On 2019-09-05, Peter Zijlstra peterz@infradead.org wrote:
On Thu, Sep 05, 2019 at 07:26:22PM +1000, Aleksa Sarai wrote:
On 2019-09-05, Peter Zijlstra peterz@infradead.org wrote:
On Thu, Sep 05, 2019 at 06:19:22AM +1000, Aleksa Sarai wrote:
while (rest > 0) {
size_t bufsize = min(rest, sizeof(buffer));
if (__copy_from_user(buffer, addr, bufsize))
return -EFAULT;
if (memchr_inv(buffer, 0, bufsize))
return -E2BIG;
addr += bufsize;
rest -= bufsize;
}
The perf implementation uses get_user(); but if that is too slow, surely we can do something with uaccess_try() here?

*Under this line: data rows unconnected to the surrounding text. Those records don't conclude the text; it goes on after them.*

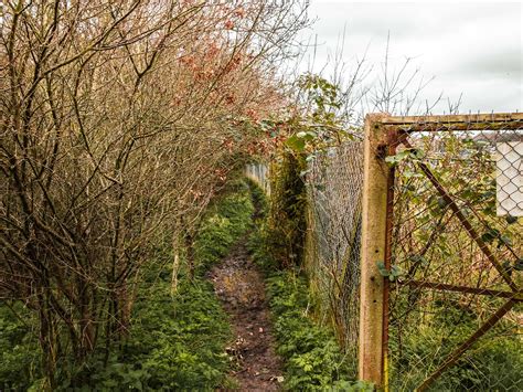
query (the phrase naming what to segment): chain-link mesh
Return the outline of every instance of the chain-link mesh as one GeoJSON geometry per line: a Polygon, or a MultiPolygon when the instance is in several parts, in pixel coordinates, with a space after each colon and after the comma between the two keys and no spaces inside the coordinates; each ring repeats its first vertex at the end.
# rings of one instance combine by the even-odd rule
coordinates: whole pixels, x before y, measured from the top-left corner
{"type": "Polygon", "coordinates": [[[523,390],[517,124],[395,126],[393,391],[523,390]]]}
{"type": "Polygon", "coordinates": [[[269,169],[267,165],[262,162],[248,163],[245,167],[245,176],[258,183],[265,193],[270,194],[269,169]]]}
{"type": "Polygon", "coordinates": [[[363,142],[348,141],[309,165],[306,268],[323,317],[357,369],[363,142]]]}

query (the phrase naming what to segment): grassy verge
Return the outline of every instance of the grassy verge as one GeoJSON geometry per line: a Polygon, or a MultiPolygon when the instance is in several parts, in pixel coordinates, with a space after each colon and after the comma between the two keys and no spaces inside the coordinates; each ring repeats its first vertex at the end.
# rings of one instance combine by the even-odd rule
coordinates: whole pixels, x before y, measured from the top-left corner
{"type": "MultiPolygon", "coordinates": [[[[129,337],[110,356],[99,350],[83,368],[61,363],[58,390],[190,390],[231,388],[225,347],[232,339],[205,272],[250,224],[249,189],[236,183],[211,205],[195,239],[195,276],[182,268],[171,295],[172,250],[159,244],[132,310],[129,337]]],[[[169,237],[169,236],[167,236],[169,237]]],[[[182,263],[183,264],[183,263],[182,263]]],[[[14,305],[25,315],[22,304],[14,305]]],[[[39,347],[29,321],[17,319],[0,304],[0,390],[38,390],[39,347]]]]}

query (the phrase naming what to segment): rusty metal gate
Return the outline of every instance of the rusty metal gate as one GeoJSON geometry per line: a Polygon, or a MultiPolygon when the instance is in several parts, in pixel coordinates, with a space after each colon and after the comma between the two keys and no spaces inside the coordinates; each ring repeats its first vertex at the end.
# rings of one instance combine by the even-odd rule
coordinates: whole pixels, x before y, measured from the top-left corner
{"type": "Polygon", "coordinates": [[[523,390],[523,115],[365,123],[360,378],[523,390]]]}

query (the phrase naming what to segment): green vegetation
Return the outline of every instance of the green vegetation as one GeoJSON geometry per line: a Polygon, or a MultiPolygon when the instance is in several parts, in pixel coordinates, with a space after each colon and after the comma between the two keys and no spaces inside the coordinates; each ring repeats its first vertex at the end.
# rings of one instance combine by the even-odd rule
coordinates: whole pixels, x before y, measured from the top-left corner
{"type": "MultiPolygon", "coordinates": [[[[58,363],[57,390],[214,390],[230,386],[231,340],[227,316],[205,272],[249,227],[254,211],[248,187],[237,182],[213,203],[194,241],[196,274],[182,268],[175,295],[170,294],[172,252],[159,244],[143,276],[132,309],[128,337],[110,354],[97,349],[82,367],[58,363]]],[[[0,306],[0,389],[41,390],[41,352],[35,320],[22,304],[0,306]]]]}
{"type": "Polygon", "coordinates": [[[350,374],[345,356],[332,331],[317,325],[308,315],[311,307],[307,278],[299,269],[279,269],[270,251],[264,222],[265,195],[255,184],[253,199],[258,208],[257,230],[248,247],[267,278],[267,296],[273,312],[277,352],[284,359],[286,390],[372,391],[372,385],[356,382],[350,374]]]}
{"type": "Polygon", "coordinates": [[[270,167],[270,209],[267,241],[281,266],[299,264],[303,255],[307,190],[301,178],[307,163],[295,151],[281,151],[270,167]]]}

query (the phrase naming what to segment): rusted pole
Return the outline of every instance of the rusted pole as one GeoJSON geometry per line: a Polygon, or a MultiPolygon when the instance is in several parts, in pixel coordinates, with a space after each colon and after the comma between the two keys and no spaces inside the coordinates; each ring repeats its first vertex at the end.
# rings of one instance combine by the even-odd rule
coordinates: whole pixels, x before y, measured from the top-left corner
{"type": "Polygon", "coordinates": [[[387,135],[380,126],[384,115],[365,118],[361,251],[359,378],[384,385],[384,286],[378,262],[386,258],[387,189],[391,170],[385,163],[387,135]]]}

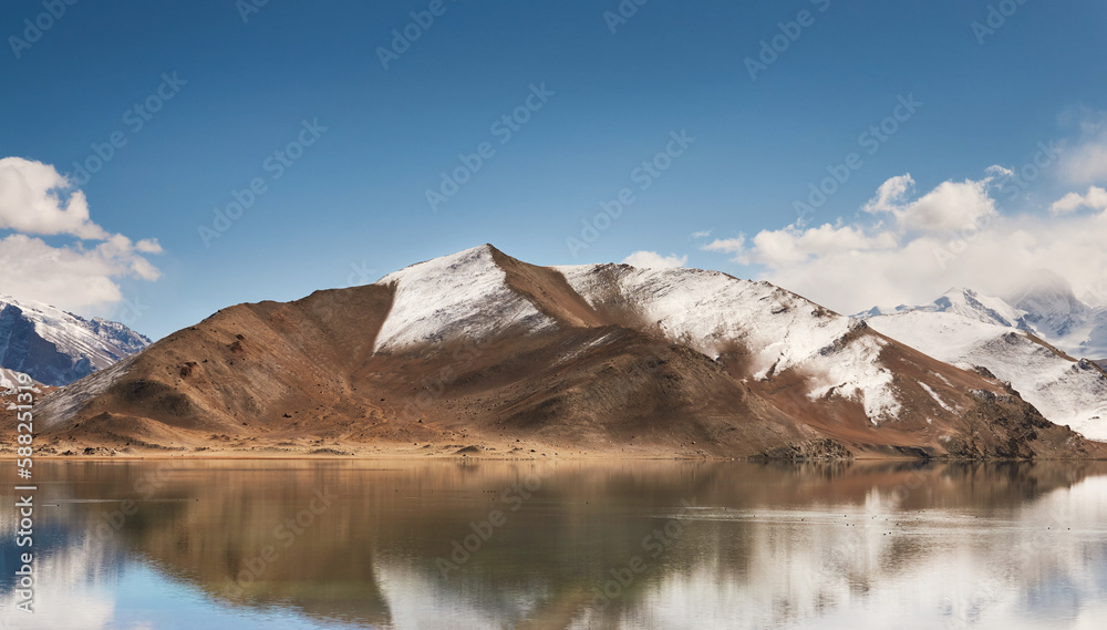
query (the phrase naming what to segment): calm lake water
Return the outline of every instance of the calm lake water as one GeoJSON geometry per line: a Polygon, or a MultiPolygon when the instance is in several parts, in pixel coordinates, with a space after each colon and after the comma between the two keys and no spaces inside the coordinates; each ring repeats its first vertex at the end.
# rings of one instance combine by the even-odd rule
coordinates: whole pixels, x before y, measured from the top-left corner
{"type": "Polygon", "coordinates": [[[13,611],[2,512],[0,621],[18,628],[1107,619],[1100,463],[38,464],[33,616],[13,611]]]}

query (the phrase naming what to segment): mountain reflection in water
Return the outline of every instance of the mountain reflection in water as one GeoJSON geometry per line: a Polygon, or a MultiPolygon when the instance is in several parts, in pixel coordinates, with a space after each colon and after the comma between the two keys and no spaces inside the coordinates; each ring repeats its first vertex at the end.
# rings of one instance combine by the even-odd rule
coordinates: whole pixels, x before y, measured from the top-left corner
{"type": "MultiPolygon", "coordinates": [[[[20,628],[1099,628],[1107,464],[46,463],[20,628]],[[134,504],[125,503],[132,499],[134,504]]],[[[12,500],[6,490],[3,500],[12,500]]],[[[9,505],[11,505],[9,503],[9,505]]]]}

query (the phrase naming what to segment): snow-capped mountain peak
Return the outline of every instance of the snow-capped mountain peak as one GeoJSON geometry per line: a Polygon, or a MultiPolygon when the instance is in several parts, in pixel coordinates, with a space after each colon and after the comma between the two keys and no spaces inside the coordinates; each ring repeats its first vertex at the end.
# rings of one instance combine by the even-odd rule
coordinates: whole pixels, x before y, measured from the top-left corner
{"type": "MultiPolygon", "coordinates": [[[[1041,295],[1041,293],[1039,293],[1041,295]]],[[[873,330],[965,369],[1011,383],[1047,419],[1107,441],[1107,374],[1037,335],[1035,318],[1000,298],[951,290],[929,304],[858,317],[873,330]]]]}
{"type": "Polygon", "coordinates": [[[0,295],[0,366],[65,385],[138,352],[151,341],[103,318],[0,295]]]}

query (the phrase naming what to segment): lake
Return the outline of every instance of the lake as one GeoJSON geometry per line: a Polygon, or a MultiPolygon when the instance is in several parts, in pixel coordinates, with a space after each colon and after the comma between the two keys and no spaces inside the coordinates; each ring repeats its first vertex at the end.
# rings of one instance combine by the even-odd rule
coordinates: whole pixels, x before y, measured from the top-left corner
{"type": "Polygon", "coordinates": [[[14,510],[0,524],[13,628],[1107,619],[1107,463],[37,464],[33,616],[13,608],[14,510]]]}

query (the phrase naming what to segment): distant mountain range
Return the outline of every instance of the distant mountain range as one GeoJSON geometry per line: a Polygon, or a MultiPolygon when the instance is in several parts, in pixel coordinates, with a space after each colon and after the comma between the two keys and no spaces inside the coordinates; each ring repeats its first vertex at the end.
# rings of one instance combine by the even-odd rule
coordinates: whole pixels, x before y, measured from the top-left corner
{"type": "Polygon", "coordinates": [[[1107,307],[1090,307],[1076,298],[1063,279],[1042,273],[1005,300],[971,289],[950,289],[929,304],[873,308],[856,317],[901,312],[950,312],[975,321],[1028,332],[1077,359],[1107,361],[1107,307]]]}
{"type": "Polygon", "coordinates": [[[873,309],[858,317],[935,359],[982,368],[1051,421],[1107,441],[1107,373],[1095,361],[1077,360],[1054,345],[1094,347],[1103,333],[1099,314],[1072,293],[1026,292],[1018,303],[951,289],[929,304],[873,309]]]}
{"type": "Polygon", "coordinates": [[[65,385],[149,345],[146,337],[102,318],[0,295],[0,366],[46,385],[65,385]]]}
{"type": "Polygon", "coordinates": [[[45,397],[41,440],[97,453],[1107,456],[986,371],[877,330],[768,282],[537,267],[485,245],[224,309],[45,397]]]}

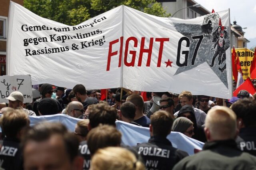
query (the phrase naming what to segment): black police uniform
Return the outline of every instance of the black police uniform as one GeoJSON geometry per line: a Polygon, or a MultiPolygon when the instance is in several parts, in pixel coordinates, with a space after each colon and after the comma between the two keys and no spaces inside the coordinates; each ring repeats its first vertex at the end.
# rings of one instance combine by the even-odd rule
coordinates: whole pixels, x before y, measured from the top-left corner
{"type": "Polygon", "coordinates": [[[6,170],[23,169],[20,141],[18,139],[4,139],[0,151],[0,167],[6,170]]]}
{"type": "Polygon", "coordinates": [[[157,136],[152,136],[148,143],[138,144],[135,149],[142,157],[148,170],[171,170],[188,155],[186,152],[173,147],[166,138],[157,136]]]}
{"type": "Polygon", "coordinates": [[[240,129],[236,142],[242,151],[256,156],[256,127],[246,127],[240,129]]]}
{"type": "Polygon", "coordinates": [[[86,141],[80,142],[78,150],[80,154],[84,157],[83,169],[88,170],[90,169],[91,163],[91,156],[87,145],[87,142],[86,141]]]}
{"type": "Polygon", "coordinates": [[[256,157],[242,152],[234,140],[206,142],[203,150],[181,160],[174,170],[255,170],[256,157]]]}

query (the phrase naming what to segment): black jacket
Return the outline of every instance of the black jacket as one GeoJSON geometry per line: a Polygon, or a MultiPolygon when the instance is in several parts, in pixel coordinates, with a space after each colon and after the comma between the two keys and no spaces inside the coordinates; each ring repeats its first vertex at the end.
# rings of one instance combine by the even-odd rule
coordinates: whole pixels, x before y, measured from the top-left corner
{"type": "Polygon", "coordinates": [[[233,140],[206,142],[203,150],[184,158],[174,170],[255,170],[256,157],[242,152],[233,140]]]}
{"type": "Polygon", "coordinates": [[[196,120],[195,116],[195,112],[193,107],[190,105],[185,105],[180,110],[180,111],[177,116],[177,118],[181,117],[181,115],[184,113],[189,112],[192,116],[192,119],[194,126],[194,132],[195,134],[192,136],[192,138],[196,139],[202,142],[206,141],[206,138],[204,131],[204,128],[200,126],[198,126],[196,123],[196,120]]]}
{"type": "Polygon", "coordinates": [[[241,150],[256,156],[256,127],[240,129],[236,142],[241,150]]]}
{"type": "Polygon", "coordinates": [[[188,155],[187,152],[173,147],[166,138],[160,136],[152,136],[148,143],[138,144],[135,149],[142,157],[148,170],[171,170],[188,155]]]}
{"type": "Polygon", "coordinates": [[[91,163],[91,156],[87,142],[86,141],[81,142],[78,147],[79,153],[84,158],[83,170],[88,170],[91,163]]]}
{"type": "Polygon", "coordinates": [[[22,170],[22,160],[19,140],[5,138],[0,151],[0,167],[6,170],[22,170]]]}

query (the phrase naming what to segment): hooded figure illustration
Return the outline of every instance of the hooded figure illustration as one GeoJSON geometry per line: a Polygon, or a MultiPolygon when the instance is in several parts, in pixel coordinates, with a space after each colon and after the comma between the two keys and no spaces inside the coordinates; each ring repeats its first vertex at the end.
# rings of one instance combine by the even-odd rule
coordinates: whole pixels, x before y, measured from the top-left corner
{"type": "Polygon", "coordinates": [[[195,116],[195,113],[193,107],[190,105],[186,105],[183,106],[179,112],[177,118],[186,117],[191,121],[194,124],[194,133],[192,138],[202,142],[206,140],[204,128],[202,127],[198,126],[195,116]]]}
{"type": "MultiPolygon", "coordinates": [[[[214,64],[214,61],[216,57],[219,55],[218,60],[219,61],[218,65],[220,65],[222,64],[224,61],[226,60],[226,51],[225,49],[225,42],[224,39],[223,38],[224,35],[222,33],[220,34],[220,38],[217,40],[214,44],[214,47],[213,49],[215,49],[217,45],[217,49],[215,50],[213,57],[212,57],[212,63],[210,65],[210,67],[213,67],[214,64]]],[[[223,71],[222,71],[222,72],[223,71]]]]}
{"type": "Polygon", "coordinates": [[[213,39],[212,40],[212,42],[216,42],[219,37],[221,32],[221,26],[219,26],[216,30],[215,30],[212,33],[212,36],[213,36],[213,39]]]}

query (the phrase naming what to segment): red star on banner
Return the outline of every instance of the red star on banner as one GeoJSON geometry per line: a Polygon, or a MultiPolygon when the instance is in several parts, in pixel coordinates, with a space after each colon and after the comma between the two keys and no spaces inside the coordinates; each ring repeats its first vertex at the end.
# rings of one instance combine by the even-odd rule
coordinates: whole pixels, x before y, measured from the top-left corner
{"type": "Polygon", "coordinates": [[[166,67],[168,66],[172,67],[172,63],[173,63],[172,61],[170,61],[169,59],[168,59],[168,61],[164,61],[166,63],[166,67]]]}

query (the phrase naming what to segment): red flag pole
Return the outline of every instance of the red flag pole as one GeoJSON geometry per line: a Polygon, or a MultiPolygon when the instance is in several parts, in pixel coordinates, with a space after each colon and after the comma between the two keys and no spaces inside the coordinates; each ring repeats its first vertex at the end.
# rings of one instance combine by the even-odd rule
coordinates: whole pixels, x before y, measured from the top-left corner
{"type": "Polygon", "coordinates": [[[252,62],[250,69],[250,74],[251,79],[256,79],[256,47],[254,50],[254,54],[252,59],[252,62]]]}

Is there a non-x86-specific way to do that (unless I'm mistaken only x86 has uaccess_try() or the other *_try() wrappers)? The main "performance improvement" (if you can even call it that) is that we use memchr_inv() which finds non-matching characters more efficiently than just doing a loop.
Oh, you're right, that's x86 only :/
Though, I just had an idea -- am I wrong to think that the following would work just as well (without the need for an intermediate buffer)?
if (memchr_inv((const char __force *) src + size, 0, rest)) return -E2BIG;
Or is this type of thing very much frowned upon? What if it was a separate memchr_inv_user() instead -- I feel as though there's not a strong argument for needing to use a buffer when we're single-passing the __user buffer and doing a basic boolean check.